I was busy today with one SQL server 2000. Problem was constant 100% CPU usage for long period several hours.
In normal situation customers schedules data for processing with maximum of 500-700k records in queue table with maximum CPU usage of 25-30%. Today queue went above 1M records. SQL server is hosted on dedicated high end class piece of hardware, with previous hardware and software performance tweaks. Good resource http://www.sql-server-performance.com/tips/all_main.aspx
Recently we have changed some part of the code so I decided to check what went wrong.
One thing I have noticed is many active connection (above 500). It was normal behavior, clients were busy today ;-).
I turned on the performance monitor which already has performance counter profile for monitoring which includes following:
- % Disk Time
- Current Disk Queue Lenght
- Disk Reads/sec
- Disk Writes/sec
- % Processor time
- Batch Requests/sec
- SQL Compilations/sec
- SQL Re-Compilations/sec
- Context Switches/sec
All values were in normal ranges except % Processor time (98-100) and Context Switches/sec (>8000).
I have checked general hardware health, RAID, HDD fragmentation, memory usage etc.. but everything was just fine.

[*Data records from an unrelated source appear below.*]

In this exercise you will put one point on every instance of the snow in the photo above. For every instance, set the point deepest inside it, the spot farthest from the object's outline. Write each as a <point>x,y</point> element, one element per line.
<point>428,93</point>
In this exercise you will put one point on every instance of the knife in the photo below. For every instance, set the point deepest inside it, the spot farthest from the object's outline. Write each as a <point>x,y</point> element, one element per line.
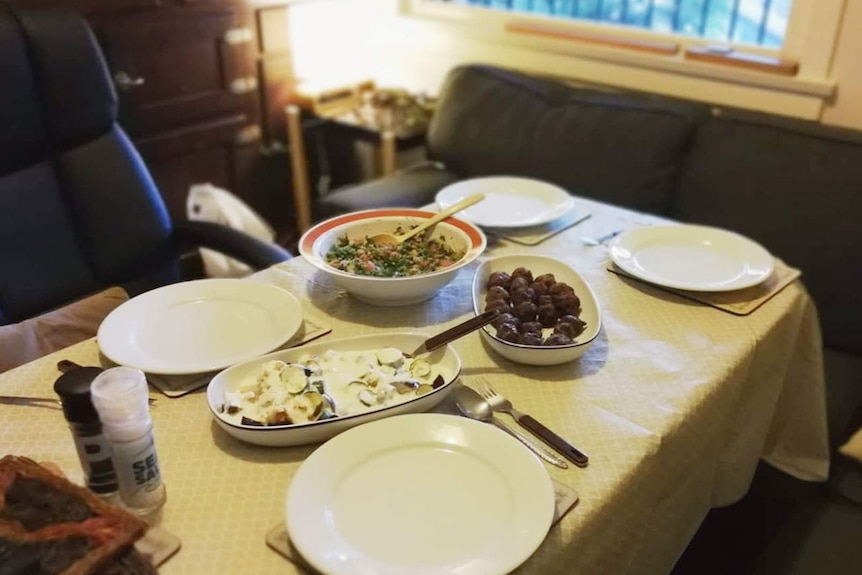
<point>454,333</point>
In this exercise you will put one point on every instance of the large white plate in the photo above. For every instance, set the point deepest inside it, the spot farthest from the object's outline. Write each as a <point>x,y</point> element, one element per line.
<point>509,202</point>
<point>419,494</point>
<point>199,326</point>
<point>695,258</point>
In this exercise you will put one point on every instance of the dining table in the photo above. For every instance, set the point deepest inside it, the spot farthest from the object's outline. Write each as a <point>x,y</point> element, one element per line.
<point>675,402</point>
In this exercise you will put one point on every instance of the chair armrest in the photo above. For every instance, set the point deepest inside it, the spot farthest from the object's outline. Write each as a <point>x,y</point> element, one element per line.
<point>237,244</point>
<point>414,186</point>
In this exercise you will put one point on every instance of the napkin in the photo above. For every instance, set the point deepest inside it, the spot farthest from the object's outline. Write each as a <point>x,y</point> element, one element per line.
<point>738,302</point>
<point>565,498</point>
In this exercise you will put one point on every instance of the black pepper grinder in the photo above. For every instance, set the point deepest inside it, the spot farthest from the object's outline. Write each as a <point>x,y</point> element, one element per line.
<point>94,450</point>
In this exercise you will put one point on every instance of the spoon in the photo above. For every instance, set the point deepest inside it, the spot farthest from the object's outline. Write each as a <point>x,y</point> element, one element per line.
<point>393,240</point>
<point>454,333</point>
<point>474,406</point>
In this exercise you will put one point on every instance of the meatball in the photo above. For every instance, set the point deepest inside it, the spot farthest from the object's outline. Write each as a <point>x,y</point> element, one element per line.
<point>568,304</point>
<point>526,311</point>
<point>501,279</point>
<point>519,283</point>
<point>500,305</point>
<point>498,292</point>
<point>546,279</point>
<point>522,295</point>
<point>531,327</point>
<point>505,317</point>
<point>539,289</point>
<point>523,273</point>
<point>557,339</point>
<point>530,339</point>
<point>547,314</point>
<point>508,332</point>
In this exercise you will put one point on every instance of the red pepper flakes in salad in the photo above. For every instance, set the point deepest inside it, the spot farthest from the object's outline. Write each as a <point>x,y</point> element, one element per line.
<point>415,256</point>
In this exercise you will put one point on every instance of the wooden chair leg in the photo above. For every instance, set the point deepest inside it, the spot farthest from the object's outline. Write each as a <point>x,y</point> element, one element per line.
<point>299,169</point>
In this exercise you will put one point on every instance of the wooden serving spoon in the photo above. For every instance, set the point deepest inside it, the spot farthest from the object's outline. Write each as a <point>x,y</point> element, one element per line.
<point>393,240</point>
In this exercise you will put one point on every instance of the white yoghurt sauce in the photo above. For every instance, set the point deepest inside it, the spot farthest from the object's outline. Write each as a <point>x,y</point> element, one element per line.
<point>356,381</point>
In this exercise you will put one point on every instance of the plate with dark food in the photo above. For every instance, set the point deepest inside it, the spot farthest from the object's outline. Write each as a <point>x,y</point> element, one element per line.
<point>50,526</point>
<point>548,312</point>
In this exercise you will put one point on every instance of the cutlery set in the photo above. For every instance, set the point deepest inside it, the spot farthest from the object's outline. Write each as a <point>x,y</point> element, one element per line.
<point>481,405</point>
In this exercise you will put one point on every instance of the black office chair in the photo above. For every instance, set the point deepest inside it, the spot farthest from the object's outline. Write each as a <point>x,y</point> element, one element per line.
<point>78,209</point>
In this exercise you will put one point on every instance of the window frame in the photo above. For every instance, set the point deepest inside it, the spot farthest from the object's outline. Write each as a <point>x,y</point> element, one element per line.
<point>811,41</point>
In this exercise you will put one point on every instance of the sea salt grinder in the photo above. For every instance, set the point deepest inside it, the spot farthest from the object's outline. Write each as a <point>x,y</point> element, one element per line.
<point>121,399</point>
<point>94,450</point>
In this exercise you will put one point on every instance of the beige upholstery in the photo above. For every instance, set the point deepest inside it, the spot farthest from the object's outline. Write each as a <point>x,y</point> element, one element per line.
<point>55,330</point>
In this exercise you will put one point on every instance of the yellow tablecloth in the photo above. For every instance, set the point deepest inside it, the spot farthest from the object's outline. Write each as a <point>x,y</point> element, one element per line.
<point>675,403</point>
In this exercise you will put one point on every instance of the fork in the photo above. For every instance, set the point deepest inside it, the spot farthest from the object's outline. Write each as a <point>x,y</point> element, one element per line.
<point>566,449</point>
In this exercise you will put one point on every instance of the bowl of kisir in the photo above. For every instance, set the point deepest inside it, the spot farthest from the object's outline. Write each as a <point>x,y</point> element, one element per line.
<point>382,274</point>
<point>311,393</point>
<point>549,314</point>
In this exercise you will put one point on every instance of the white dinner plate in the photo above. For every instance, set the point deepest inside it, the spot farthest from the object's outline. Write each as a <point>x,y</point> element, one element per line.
<point>419,494</point>
<point>199,326</point>
<point>509,202</point>
<point>695,258</point>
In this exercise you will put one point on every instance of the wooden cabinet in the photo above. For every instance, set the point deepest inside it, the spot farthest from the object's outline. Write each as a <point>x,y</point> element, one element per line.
<point>186,73</point>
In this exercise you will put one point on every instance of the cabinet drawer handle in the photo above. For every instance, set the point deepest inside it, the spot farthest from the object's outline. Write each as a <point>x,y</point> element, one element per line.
<point>124,82</point>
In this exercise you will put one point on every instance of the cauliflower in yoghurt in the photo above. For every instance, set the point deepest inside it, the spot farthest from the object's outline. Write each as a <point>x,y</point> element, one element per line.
<point>331,384</point>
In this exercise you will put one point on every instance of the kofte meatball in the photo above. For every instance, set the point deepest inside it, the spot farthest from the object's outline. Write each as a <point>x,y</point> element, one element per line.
<point>526,311</point>
<point>557,339</point>
<point>568,304</point>
<point>502,306</point>
<point>531,327</point>
<point>505,317</point>
<point>498,292</point>
<point>539,288</point>
<point>523,273</point>
<point>519,283</point>
<point>522,295</point>
<point>547,279</point>
<point>547,314</point>
<point>501,279</point>
<point>530,339</point>
<point>508,332</point>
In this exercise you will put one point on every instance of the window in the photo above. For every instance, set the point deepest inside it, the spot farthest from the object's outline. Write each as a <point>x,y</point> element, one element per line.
<point>755,22</point>
<point>780,62</point>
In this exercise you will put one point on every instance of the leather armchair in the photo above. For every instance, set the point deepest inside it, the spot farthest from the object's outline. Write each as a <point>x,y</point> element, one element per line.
<point>79,210</point>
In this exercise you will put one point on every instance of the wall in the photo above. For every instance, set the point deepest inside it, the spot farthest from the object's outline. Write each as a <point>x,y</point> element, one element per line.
<point>337,40</point>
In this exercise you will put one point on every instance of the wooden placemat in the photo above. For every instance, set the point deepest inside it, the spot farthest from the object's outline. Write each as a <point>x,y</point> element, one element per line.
<point>737,302</point>
<point>565,498</point>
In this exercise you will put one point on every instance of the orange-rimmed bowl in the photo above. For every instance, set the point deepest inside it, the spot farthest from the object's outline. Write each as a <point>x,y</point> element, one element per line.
<point>390,291</point>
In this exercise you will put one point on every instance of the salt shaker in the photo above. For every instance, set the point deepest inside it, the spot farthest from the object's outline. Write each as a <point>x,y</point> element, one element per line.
<point>121,399</point>
<point>94,450</point>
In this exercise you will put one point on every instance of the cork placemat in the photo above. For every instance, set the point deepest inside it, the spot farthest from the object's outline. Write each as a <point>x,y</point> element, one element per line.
<point>738,302</point>
<point>277,538</point>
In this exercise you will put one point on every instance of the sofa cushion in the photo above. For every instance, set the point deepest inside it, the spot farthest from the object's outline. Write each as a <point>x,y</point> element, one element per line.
<point>413,187</point>
<point>623,150</point>
<point>795,187</point>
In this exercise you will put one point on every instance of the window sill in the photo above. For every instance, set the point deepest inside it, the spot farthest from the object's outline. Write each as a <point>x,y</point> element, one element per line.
<point>634,60</point>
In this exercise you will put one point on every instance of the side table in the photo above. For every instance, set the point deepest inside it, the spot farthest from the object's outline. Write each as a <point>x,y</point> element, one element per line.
<point>388,142</point>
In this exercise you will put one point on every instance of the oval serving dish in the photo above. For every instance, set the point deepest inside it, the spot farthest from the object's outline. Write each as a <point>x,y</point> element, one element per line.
<point>444,361</point>
<point>538,265</point>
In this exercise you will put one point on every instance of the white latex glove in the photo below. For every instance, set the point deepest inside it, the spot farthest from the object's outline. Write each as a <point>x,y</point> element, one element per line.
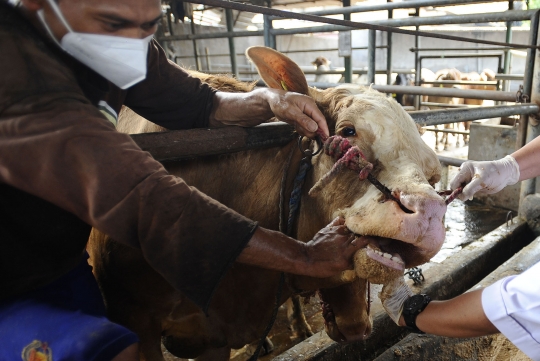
<point>485,177</point>
<point>393,295</point>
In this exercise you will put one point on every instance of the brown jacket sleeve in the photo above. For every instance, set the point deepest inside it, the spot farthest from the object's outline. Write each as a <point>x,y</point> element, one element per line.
<point>55,145</point>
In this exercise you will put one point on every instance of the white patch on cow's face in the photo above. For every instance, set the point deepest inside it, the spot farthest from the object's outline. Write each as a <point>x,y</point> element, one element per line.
<point>388,138</point>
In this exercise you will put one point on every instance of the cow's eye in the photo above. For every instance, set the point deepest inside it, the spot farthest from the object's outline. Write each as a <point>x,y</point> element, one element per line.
<point>348,132</point>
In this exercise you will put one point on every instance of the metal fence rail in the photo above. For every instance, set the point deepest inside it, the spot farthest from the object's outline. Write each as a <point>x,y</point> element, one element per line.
<point>194,143</point>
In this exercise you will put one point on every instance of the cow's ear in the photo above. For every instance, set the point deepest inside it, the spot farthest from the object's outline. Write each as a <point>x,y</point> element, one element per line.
<point>277,70</point>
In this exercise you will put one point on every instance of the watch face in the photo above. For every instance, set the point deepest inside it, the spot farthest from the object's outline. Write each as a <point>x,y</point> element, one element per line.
<point>415,302</point>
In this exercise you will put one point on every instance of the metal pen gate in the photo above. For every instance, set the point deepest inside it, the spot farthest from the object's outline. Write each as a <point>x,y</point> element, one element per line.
<point>164,147</point>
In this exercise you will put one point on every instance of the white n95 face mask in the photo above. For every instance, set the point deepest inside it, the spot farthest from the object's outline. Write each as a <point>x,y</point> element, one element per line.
<point>118,59</point>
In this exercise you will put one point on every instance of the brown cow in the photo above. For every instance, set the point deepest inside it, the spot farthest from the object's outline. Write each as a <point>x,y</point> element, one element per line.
<point>445,74</point>
<point>249,182</point>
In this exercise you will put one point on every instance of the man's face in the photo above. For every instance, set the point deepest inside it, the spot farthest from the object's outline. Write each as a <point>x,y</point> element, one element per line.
<point>128,18</point>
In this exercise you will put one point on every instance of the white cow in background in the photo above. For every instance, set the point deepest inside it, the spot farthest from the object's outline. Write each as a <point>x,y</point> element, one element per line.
<point>323,64</point>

Then I got idea to turn on Fiber mode (also called Lightweight pooling) for test, how it will react but I could recall that this option was tested before and that we had all kind of problems with SQL server. One of the problems was that sometimes SQL server did not wanted to start at all! Last thing you could see in SQL Server Log is this line:
"Recovery is checkpointing database ...."
After turning off the fiber mode SQL server would start properly.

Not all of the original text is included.